[OpenAFS-devel] [PATCH] fix openafs crashes on linux
2.6.10-2.6.12, and all RHEL4 kernels
Chaskiel M Grundman
cg2v@andrew.cmu.edu
Wed, 18 Apr 2007 13:32:01 -0400
--On Wednesday, April 18, 2007 11:07:45 AM -0400 Christopher Allen Wing
<wingc@engin.umich.edu> wrote:
> GFP_NOFS tells the allocator not to recurse back into the filesystem if
> it's necessary to free up memory. However, vmalloc() does not have such
> an option. Therefore, calling osi_Alloc() to request more than a page of
> memory may end up recursing back into AFS to try to free unused inodes or
> dentries.
>
> In this case, what happened was that osi_Alloc() is called within an
> AFS_GLOCK(); osi_Alloc() calls vmalloc() which tries to free dentry
> objects, which then calls back into the AFS module. Unfortunately,
> AFS_GLOCK() is already held and we deadlock.

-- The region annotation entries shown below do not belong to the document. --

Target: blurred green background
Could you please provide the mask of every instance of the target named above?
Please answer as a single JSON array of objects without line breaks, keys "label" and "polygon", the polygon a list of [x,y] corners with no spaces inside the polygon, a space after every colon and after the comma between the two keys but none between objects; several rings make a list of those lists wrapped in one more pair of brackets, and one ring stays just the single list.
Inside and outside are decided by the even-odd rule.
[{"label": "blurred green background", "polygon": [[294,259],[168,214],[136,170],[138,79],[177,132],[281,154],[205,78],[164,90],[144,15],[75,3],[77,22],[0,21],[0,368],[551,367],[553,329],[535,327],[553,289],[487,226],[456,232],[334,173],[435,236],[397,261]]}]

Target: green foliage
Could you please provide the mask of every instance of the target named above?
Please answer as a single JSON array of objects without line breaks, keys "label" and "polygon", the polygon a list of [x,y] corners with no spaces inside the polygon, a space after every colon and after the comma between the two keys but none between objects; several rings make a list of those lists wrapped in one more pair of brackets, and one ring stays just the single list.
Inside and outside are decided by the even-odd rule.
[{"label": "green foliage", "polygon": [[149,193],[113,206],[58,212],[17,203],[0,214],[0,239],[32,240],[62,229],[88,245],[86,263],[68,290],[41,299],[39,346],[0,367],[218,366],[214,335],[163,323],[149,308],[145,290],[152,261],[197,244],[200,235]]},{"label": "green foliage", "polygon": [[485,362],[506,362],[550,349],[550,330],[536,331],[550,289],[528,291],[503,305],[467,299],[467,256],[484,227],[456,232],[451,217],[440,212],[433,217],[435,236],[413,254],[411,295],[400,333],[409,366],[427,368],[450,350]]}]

While your change (make osi_Alloc not run under the GLOCK) is completely
legitimate, your findings indicate a problem with the linux_alloc
implementation. I would suggest the following also be done (not in the
link-fix patch):
in the vmalloc branch of LINUX/osi_alloc.c:linux_alloc, the code should
assert if (!drop_glock && haveGlock) and drop the glock around the vmalloc
call if (drop_glock && haveGlock)
} else {
+ osi_Assert(drop_glock || !haveGlock);
+ if (drop_glock && haveGlock)
+ AFS_GUNLOCK();
new = (void *)vmalloc(asize);
+ if (drop_glock && haveGlock)
+ AFS_GLOCK();
if (new) /* piggy back alloc type */
new = (void *)(VM_TYPE | (unsigned long)new);
}
This change will not affect the current caller that sets drop_glock to 0,
since sizeof(afs_event_t) is nowhere near the PAGE_SIZE limit.